The source of our discovery of those vulnerabilites also is a big difference between the data sources, our data isn’t just compilation of third-party data on vulnerabilites like WPScan’s. One of the other sources of vulnerabilites in our data set is vulnerabilities we find based on monitoring what plugins hackers are targeting. Sometimes it is obvious from that what vulnerability they are targeting, but in other cases we only see that them probing for usage of the plugin, but not what they would target if it existed. The four vulnerabilites mentioned earlier came from that.

Through that monitoring we recently saw a hacker probing for usage of six plugins. Unlike most cases where we are pretty sure we found the vulnerability the hacker would be targeting, this time we are not sure if the vulnerabilities we found are the ones being targeted. Last Monday we disclosed vulnerabilites in five of the plugins (and mentioned they may be other security issues). For the sixth plugin the vulnerability we spotted while trying to figure out what might have been the connection between the plugins had already been disclosed more that two years, but must never have been reported the wordpress.org Plugin Directory as the plugin still remained there until the time we notified the people running it.

The next day the WPScan Vulnerability Database added the persistent cross-site scripting (XSS) vulnerability in WordPress Appointment Schedule Booking System to their data (incorrectly labeling it as being an authenticated vulnerability though). The other four vulnerabilities that we disclosed at the same time have not been added (the previously disclosed vulnerability was already in their data).

In the previous instance we couldn’t see anything that might explain why the vulnerability they did add was included and the others were not. That is also the case in this instance. The vulnerability they included didn’t have the most active installs, it was tied for second with 400+, while another had 1,000+. It also wasn’t the type of vulnerability as there were two other persistent XSS vulnerabilites disclosed. It wasn’t a combination of the active installs and type, as the other 400+ active installs vulnerability was also had the same type of vulnerability.
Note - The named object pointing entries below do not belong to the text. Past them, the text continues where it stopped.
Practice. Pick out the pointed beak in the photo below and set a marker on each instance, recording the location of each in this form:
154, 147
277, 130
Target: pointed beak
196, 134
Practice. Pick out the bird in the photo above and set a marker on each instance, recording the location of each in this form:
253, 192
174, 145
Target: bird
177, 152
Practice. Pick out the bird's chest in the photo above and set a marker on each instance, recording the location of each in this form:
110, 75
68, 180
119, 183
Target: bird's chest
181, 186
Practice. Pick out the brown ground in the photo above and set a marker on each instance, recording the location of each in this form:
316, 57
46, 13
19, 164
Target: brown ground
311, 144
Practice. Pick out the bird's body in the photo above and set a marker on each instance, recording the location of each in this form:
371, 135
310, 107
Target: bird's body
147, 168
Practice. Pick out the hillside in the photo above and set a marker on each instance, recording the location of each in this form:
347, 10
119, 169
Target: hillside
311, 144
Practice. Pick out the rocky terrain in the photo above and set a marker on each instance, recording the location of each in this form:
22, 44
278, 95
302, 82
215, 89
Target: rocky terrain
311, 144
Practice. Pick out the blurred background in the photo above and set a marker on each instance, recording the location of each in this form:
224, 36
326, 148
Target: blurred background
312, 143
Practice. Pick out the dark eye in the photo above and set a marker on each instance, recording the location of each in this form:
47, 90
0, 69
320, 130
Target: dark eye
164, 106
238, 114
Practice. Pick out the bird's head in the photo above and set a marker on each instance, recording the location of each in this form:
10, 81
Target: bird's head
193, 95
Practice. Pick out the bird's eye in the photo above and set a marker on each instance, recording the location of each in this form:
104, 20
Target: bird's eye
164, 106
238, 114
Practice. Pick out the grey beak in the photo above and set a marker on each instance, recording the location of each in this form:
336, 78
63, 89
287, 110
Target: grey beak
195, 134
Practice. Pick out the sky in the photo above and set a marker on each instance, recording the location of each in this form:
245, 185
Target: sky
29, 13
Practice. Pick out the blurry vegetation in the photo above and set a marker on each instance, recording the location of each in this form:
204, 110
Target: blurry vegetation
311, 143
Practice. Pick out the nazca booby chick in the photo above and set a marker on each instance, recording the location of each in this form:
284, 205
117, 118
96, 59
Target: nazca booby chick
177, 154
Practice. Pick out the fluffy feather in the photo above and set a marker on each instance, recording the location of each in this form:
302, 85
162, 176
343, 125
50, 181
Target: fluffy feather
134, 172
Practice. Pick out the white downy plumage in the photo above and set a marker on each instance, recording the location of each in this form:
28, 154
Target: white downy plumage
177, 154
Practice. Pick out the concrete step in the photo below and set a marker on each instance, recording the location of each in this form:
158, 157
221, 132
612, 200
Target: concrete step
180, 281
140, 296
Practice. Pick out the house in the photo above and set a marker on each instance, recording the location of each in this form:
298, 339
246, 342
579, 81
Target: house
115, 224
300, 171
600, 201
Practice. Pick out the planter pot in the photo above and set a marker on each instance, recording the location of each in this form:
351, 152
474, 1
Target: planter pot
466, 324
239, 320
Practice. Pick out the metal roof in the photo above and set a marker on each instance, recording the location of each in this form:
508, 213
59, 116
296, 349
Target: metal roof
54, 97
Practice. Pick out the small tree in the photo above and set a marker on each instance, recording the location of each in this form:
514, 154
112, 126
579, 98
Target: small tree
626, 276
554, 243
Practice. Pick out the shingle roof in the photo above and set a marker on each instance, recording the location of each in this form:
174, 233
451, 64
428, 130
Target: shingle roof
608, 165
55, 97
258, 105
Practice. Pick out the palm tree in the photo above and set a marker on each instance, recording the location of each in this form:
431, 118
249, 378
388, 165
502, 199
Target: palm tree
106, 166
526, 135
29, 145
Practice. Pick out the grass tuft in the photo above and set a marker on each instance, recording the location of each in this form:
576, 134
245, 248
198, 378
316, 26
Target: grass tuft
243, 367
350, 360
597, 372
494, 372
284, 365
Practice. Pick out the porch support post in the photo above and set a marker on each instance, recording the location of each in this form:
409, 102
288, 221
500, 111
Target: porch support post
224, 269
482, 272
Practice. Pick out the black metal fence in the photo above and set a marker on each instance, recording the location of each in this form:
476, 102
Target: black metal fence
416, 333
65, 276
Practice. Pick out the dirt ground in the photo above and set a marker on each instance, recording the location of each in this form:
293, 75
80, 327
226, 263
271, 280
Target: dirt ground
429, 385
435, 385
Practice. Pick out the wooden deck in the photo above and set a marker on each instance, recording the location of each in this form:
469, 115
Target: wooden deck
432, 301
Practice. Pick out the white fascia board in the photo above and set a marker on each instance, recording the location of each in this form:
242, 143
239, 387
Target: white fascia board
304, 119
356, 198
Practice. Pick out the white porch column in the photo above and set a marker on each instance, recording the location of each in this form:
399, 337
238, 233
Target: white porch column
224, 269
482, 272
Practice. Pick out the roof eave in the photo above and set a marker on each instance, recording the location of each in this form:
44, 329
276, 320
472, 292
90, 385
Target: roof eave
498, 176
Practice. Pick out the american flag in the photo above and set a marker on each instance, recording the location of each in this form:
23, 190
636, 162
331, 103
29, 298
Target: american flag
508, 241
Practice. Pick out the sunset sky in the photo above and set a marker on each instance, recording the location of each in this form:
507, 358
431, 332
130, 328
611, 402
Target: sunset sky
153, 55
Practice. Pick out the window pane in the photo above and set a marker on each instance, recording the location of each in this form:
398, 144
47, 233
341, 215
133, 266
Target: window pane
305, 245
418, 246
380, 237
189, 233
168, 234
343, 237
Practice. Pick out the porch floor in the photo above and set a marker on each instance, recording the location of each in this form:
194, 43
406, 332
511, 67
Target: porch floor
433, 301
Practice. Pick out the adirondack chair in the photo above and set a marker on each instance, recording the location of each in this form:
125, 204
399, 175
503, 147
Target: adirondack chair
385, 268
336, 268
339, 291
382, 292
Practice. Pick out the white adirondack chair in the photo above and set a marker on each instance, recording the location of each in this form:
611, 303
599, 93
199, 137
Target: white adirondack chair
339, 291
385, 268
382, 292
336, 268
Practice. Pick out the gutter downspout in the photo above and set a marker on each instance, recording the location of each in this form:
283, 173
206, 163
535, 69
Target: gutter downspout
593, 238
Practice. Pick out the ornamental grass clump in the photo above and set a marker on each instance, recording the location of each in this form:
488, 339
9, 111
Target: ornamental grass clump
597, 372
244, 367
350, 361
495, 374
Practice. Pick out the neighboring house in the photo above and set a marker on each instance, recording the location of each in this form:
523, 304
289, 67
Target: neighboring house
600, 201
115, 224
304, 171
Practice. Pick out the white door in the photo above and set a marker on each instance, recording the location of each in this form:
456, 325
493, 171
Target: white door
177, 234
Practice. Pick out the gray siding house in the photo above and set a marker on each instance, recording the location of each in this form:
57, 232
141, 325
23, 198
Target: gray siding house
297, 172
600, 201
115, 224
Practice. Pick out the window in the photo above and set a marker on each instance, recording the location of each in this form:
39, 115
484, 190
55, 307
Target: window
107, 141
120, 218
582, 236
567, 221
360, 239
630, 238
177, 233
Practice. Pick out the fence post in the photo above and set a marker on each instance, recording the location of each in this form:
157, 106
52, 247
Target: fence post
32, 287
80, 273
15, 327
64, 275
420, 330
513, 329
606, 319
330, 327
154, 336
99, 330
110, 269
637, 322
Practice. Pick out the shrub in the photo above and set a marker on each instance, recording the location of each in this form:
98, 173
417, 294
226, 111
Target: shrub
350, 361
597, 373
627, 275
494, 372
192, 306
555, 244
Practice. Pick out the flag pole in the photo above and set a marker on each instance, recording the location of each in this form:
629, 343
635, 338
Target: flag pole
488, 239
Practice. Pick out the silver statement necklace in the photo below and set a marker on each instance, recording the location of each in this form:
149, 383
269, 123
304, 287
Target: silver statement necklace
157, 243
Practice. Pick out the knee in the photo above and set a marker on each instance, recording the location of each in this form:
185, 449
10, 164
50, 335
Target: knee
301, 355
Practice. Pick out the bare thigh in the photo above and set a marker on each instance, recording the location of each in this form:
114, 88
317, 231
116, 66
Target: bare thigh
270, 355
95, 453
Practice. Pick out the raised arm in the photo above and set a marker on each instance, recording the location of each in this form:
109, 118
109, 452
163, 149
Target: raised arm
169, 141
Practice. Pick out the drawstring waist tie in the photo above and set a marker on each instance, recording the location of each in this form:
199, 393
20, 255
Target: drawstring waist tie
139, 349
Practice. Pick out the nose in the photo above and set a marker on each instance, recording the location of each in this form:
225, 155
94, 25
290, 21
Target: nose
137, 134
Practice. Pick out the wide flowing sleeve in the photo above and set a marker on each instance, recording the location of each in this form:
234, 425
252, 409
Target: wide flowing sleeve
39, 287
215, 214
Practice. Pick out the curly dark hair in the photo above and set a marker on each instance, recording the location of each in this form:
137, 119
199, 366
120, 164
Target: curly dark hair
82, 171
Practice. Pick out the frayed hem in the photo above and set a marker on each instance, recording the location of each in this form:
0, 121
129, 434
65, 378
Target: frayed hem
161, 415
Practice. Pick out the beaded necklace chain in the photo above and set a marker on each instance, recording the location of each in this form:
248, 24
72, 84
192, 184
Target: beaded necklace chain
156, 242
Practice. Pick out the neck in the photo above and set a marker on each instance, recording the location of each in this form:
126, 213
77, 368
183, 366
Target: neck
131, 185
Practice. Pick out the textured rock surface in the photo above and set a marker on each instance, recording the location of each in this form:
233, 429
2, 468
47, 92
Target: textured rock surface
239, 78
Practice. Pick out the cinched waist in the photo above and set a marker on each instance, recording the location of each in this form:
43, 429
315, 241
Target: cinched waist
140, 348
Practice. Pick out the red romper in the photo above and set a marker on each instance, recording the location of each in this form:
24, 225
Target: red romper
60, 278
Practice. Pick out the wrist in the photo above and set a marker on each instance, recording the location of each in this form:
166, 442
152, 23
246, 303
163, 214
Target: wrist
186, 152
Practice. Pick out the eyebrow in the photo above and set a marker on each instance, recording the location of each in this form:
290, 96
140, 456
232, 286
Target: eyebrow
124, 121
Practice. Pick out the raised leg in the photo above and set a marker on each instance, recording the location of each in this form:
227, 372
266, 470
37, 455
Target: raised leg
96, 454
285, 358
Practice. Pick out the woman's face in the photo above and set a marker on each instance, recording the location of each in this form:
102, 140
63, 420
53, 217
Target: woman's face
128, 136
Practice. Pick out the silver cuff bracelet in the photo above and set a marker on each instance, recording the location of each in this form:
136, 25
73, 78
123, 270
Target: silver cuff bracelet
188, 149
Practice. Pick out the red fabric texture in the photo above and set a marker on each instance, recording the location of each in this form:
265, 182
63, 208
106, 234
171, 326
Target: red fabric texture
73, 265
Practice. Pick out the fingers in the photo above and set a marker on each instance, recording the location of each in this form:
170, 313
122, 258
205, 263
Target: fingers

While missing vulnerabilites is a pretty significant issue, as long as WordPress chooses to leave the public in the dark about plugins they know contain vulnerabilites in their most recent version even if you don’t get notified about all of the vulnerabilites being disclosed, using the WPScan data will provide additional protection over keeping your plugins up to date. But if you want the best data when it comes to that signing up for our service provides you that. We also include vulnerabilites that we see being exploited in the companion plugin for the service, so installing that even if you have yet to sign up for the service, will provide protection over and above keeping your plugins up to date. Security plugins on the other hand will provide you little in the way of protection as can be seen in our recent tests of them against vulnerabilites in plugins.